A fashion studio in Hungary is challenging the centuries-old stereotypes faced by the country’s Roma minority, and asserting a place at the table of high culture for the historically marginalized group.
Established by sisters Erika and Helena Varga in 2010, the Romani Design fashion studio has the declared mission of using fashion and applied arts to build the socio-cultural prestige of the Roma community, and to reestablish Roma culture in a modern context.
“We were one of the first brands that actually gave the answer to how to rebuild (Roma) traditions in a contemporary, modern way,” said Erika Varga, co-founder of Romani Design.
The Roma are Hungary’s largest minority, and represent as much of 10% of the population in the Central European country. Like their counterparts throughout Europe, Hungary’s Roma are often the subjects of social and economic exclusion, and face discrimination, segregation and poverty.
Present in Hungary since the 15th century, many of the Roma’s traditions are deeply ingrained in broader Hungarian culture. Yet many of their unique customs and occupations — as well as their language, Romani — have been slowly dying out after centuries of official and unofficial marginalization.
Before starting Romani Design, the Varga sisters worked as jewelry makers and designers. But seeing that the social acceptance long sought by their community had remained elusive, they worried that valuable Roma traditions were being lost, and excluded from conceptions of what constitutes high culture.
“We wanted to sensitize the social majority, including the social elite,” Erika said. “This was important because it’s the social elite that dictates who is valuable and what position they can occupy in the social hierarchy. … We also wanted to communicate messages to our own community that we don’t have to give up our traditional values.”
Reutilizing the floral patterns, colorful fabrics and depictions of the Virgin Mary prevalent in traditional Roma dress and folklore, Romani Design creates modern clothing, jewelry and accessories that place Roma cultural traditions into a contemporary context.
Helena, the younger of the sisters who oversees the design of their products, said many of the dresses and accessories are reflections on lived experiences she has had through growing up Roma in Hungary.
“When I design, I absolutely live my own Gypsy identity, and my roots are absolutely here in my heart and soul,” Helena said, using a term for the Roma seen as pejorative in some places but commonly used by Roma in Hungary. “I’ve seen how (Roma communities) live, what they wear, what kinds of houses they live in and what the interior design is like … These memories and experiences are completely embedded in my mind when I design something.”
While some advocacy groups in Hungary push for Roma equality and social inclusion by representing elements of Roma culture like folk music and dance, the Varga sisters say that fashion is one of the most powerful means of bridging the gap between their culture and the rest of society.
“Fashion, the way we dress, the clothes we wear on our bodies can send a message so fast and so intense that it reaches its target audience very, very quickly,” Helena said. “It’s very effective.”

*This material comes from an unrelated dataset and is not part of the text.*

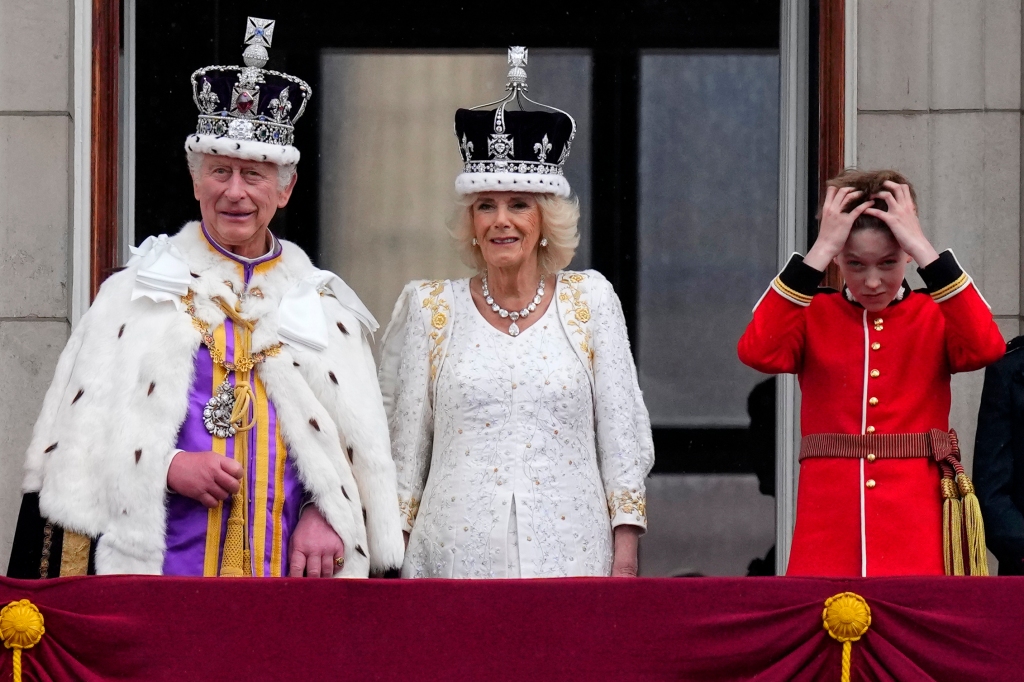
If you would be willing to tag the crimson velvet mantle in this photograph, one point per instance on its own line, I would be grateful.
(576, 629)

In the world of designer fashion, choosing to shop at Romani Design represents a conscious statement of values, Helena said, and their clients usually buy their products with the intent of expressing their views on inclusion.

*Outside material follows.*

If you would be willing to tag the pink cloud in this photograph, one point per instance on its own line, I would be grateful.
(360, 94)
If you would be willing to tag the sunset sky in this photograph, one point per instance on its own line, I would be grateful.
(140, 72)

Most clients of the studio are “people who want more from fashion,” Erika said.
“They want to be able to express their personality as much as possible, to shape their immediate environment, and at the same time to represent values that are important in their personal lives and communities, such as the values of multiculturalism,” she said.
Six dresses by Romani Design are currently on display at an exhibition in the Museum of Applied Arts in Hungary’s capital, Budapest.
The rotating exhibition, “In Circulation,” has artists choose items from the museum’s permanent collection and create their own works inspired by them. After being displayed, the new contemporary works become part of the museum’s collection — securing them for posterity to be reflected upon by coming generations.
Judit Horvath, the head of the museum’s contemporary design department, said it was a mission of the museum to “thematize social problems,” and that Romani Design’s appearance in the exhibition had done so successfully.
“In the context of this exhibition it was clear what the social problem is that we want to thematize,” Horvath said. ”What is this problem? The conflict, fear, discord and anger that often exists between Roma and non-Roma communities … things that we wish were not there.”